Security Breach Notice Law in the State of West Virginia

Security Breach Notice Law in the State of West Virginia

W.V. Code § 46A-2A-101 is a data breach notification law that was passed in the U.S. state of West Virginia in 2008. W.V. Code § 46A-2A-101 establishes the protocol that individuals, business entities, and organizations within the state are required to follow when a data breach occurs. Moreover, the law also sets forth the sanctions and penalties that can be imposed against individuals and entities that are found to be in violation of the law. With this being said, W.V. Code § 46A-2A-101 represents the primary legal means by which residents of the state of West Virginia can seek relief from data breach incidents, in lieu of a comprehensive state privacy law such as the Virginia Consumer Data Protection Act.

How is a data breach defined under W.V. Code § 46A-2A-101?

Under W.V. Code § 46A-2A-101, a data breach is defined as the “unauthorized access and acquisition of unencrypted and unredacted computerized data that compromises the security or confidentiality of PI maintained by an Entity as part of a database of PI regarding multiple individuals and that causes the Entity to reasonably believe that the breach of security has caused or will cause identity theft or other fraud to any resident of WV.” On the contrary, the “good-faith acquisition of PI by an employee or agent of an Entity for the purposes of the Entity is not a breach of the security of the system, provided that the PI is not used for a purpose other than a lawful purpose of the Entity or subject to further unauthorized disclosure.”

What are the requirements of business entities and organizations under W.V. Code § 46A-2A-101?

W.V. Code § 46A-2A-101 mandates that any individual, business entity, or organization within the state of West Virginia provide all affected individuals and parties with notification in the event that a data breach incident occurs. Furthermore, if a data breach incident affects more than 1,000 residents within the state of West Virginia, the individual or entity that experienced the breach is also required to provide notification to the three major credit reporting agencies within the U.S. (Equifax, Experian, and TransUnion). To this point, data breach notifications provided to consumers in accordance with W.V. Code § 46A-2A-101 must contain the following information:

What categories of personal information are covered under W.V. Code § 46A-2A-101?
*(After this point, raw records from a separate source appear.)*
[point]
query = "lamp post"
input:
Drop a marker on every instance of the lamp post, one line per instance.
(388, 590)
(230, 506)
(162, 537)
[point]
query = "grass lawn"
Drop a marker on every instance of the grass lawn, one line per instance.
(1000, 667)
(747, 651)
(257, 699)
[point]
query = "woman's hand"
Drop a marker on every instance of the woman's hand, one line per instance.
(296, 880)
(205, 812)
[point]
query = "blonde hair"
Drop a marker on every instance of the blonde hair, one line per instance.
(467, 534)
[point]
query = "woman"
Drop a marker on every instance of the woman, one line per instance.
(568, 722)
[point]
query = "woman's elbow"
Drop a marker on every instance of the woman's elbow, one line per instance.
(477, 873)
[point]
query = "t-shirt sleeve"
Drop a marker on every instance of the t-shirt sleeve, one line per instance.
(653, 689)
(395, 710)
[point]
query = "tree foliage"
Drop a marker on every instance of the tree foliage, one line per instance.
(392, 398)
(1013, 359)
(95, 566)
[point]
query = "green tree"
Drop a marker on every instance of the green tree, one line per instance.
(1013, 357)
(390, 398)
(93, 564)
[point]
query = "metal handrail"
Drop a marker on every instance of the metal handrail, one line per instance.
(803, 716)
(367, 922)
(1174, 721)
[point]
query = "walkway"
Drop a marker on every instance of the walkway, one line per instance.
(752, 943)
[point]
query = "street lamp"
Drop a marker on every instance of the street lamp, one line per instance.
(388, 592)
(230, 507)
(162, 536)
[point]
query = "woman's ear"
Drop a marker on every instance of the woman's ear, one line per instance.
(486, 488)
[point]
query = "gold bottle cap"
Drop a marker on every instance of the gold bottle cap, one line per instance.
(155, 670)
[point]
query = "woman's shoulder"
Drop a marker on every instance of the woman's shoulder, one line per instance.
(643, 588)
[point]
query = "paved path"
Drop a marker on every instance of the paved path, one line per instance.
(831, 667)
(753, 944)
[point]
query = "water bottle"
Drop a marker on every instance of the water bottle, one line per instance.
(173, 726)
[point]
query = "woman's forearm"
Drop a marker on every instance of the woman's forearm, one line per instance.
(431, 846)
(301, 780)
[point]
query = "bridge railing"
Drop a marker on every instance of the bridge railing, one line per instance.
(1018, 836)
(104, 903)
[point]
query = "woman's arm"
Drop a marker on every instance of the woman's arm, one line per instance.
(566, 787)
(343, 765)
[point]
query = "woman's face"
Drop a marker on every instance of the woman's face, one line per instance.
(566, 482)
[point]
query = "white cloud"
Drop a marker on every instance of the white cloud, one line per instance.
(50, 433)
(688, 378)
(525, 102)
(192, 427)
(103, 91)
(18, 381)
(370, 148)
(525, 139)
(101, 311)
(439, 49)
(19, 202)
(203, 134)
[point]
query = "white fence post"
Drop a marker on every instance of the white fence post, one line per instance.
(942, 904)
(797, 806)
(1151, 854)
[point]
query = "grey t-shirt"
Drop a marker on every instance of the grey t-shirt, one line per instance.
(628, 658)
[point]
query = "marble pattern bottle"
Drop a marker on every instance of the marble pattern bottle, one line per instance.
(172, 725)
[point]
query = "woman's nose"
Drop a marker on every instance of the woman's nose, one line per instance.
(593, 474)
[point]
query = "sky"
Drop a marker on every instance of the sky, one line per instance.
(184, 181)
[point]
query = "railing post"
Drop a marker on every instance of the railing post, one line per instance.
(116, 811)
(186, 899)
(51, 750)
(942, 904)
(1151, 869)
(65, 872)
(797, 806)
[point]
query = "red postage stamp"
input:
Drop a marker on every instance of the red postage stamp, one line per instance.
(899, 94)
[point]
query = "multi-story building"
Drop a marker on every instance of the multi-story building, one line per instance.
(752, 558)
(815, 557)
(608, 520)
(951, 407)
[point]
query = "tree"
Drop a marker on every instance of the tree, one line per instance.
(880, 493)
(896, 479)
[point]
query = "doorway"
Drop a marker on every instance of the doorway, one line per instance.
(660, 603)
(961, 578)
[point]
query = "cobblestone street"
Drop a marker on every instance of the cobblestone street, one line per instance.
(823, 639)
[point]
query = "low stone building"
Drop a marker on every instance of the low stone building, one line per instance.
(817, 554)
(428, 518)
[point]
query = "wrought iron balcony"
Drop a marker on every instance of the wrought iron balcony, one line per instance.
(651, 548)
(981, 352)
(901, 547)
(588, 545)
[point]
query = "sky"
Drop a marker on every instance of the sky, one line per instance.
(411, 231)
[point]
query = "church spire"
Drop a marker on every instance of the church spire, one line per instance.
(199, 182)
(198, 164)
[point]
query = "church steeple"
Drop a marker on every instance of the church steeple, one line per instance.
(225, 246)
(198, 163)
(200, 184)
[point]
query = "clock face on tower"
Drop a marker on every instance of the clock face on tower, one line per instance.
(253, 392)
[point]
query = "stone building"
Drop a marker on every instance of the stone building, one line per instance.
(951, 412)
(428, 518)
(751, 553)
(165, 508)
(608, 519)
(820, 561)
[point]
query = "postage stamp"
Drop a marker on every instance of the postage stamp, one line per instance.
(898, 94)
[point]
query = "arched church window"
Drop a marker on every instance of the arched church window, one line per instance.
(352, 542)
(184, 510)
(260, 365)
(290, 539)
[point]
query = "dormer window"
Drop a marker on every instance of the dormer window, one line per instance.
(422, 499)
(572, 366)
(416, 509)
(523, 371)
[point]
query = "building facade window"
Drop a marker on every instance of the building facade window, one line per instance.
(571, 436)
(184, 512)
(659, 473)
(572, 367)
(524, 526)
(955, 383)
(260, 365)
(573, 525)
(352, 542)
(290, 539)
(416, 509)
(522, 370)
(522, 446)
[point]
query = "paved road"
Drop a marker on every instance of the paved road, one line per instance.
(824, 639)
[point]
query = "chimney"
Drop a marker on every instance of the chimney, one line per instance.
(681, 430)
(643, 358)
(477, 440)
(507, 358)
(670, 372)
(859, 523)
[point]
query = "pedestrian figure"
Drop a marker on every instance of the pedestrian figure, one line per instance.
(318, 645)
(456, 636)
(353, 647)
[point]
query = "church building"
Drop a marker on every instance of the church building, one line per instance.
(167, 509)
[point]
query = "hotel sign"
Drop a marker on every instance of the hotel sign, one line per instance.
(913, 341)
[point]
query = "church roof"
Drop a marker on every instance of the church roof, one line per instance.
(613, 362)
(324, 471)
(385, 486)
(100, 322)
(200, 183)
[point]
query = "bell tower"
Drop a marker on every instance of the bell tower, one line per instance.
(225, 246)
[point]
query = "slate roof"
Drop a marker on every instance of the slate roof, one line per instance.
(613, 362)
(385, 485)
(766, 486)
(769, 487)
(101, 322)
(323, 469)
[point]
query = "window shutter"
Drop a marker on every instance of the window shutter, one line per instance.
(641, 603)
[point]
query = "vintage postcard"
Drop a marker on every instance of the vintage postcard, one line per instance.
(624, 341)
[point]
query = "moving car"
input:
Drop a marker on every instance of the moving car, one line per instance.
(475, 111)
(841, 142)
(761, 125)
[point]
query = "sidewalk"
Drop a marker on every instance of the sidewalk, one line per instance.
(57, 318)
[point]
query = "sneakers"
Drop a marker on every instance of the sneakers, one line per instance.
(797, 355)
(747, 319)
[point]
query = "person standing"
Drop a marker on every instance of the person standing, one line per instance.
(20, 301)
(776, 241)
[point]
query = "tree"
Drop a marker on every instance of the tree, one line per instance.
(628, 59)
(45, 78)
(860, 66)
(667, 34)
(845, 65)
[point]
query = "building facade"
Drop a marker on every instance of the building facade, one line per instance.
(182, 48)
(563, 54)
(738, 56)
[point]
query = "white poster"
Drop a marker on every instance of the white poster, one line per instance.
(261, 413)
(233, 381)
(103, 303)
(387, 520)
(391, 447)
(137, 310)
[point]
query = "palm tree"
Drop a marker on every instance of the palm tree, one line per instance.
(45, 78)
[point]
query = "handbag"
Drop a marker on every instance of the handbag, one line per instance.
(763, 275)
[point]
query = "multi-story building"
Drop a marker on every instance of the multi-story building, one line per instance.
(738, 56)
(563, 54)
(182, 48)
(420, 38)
Under W.V. Code § 46A-2A-101, the following categories of personal information are protected in the event of a data breach, in combination with a West Virginia resident’s first name or first initial and last name, permitting said data elements have not been redacted, encrypted, or otherwise altered:

Alternatively, the categories of personal information that are covered under the law do not include “information that is lawfully obtained from publicly available information, or from federal, state or local government records lawfully made available to the general public.” Additionally, business entities and organizations within West Virginia are also permitted to provide substitute data breach notifications to affected consumers, albeit under certain circumstances. Such circumstances include instances where the cost of providing standard data breach notifications to affected individuals and parties would exceed $50,000, instances where the class of affected residents is greater than 100,000, and instances where a business or organization does not have sufficient contact information to provide consumers with standard notification.

What are the penalties for violating W.V. Code § 46A-2A-101?

In terms of the enforcement of the law, the provisions set forth in W.V. Code § 46A-2A-101 are enforced by the West Virginia Attorney General. Subsequently, the West Virginia Attorney General has the authority to impose a number of sanctions and penalties against individuals, business entities, and organizations that fail to adhere to the provisions established in the law. Such punishments include civil penalties in instances where a business entity or organization has been found to have repeatedly violated the law. These punishments carry a max penalty of $150,000 for each breach. What’s more, “failure to comply with notification requirements constitutes as an unfair or deceptive act or practice and is enforceable by the Attorney General.”

Through the enactment of W.V. Code § 46A-2A-101 in 2008, residents of the state of West Virginia were provided with legal recourse should their personal information be compromised following a security breach. As very few states within the U.S. have passed comprehensive privacy legislation, laws such as W.V. Code § 46A-2A-101 represent the primary means by which the average American citizen can protect themselves from the adverse effects of data or security breaches. As such, W.V. Code § 46A-2A-101 provides citizens of West Virginia with such legal protections.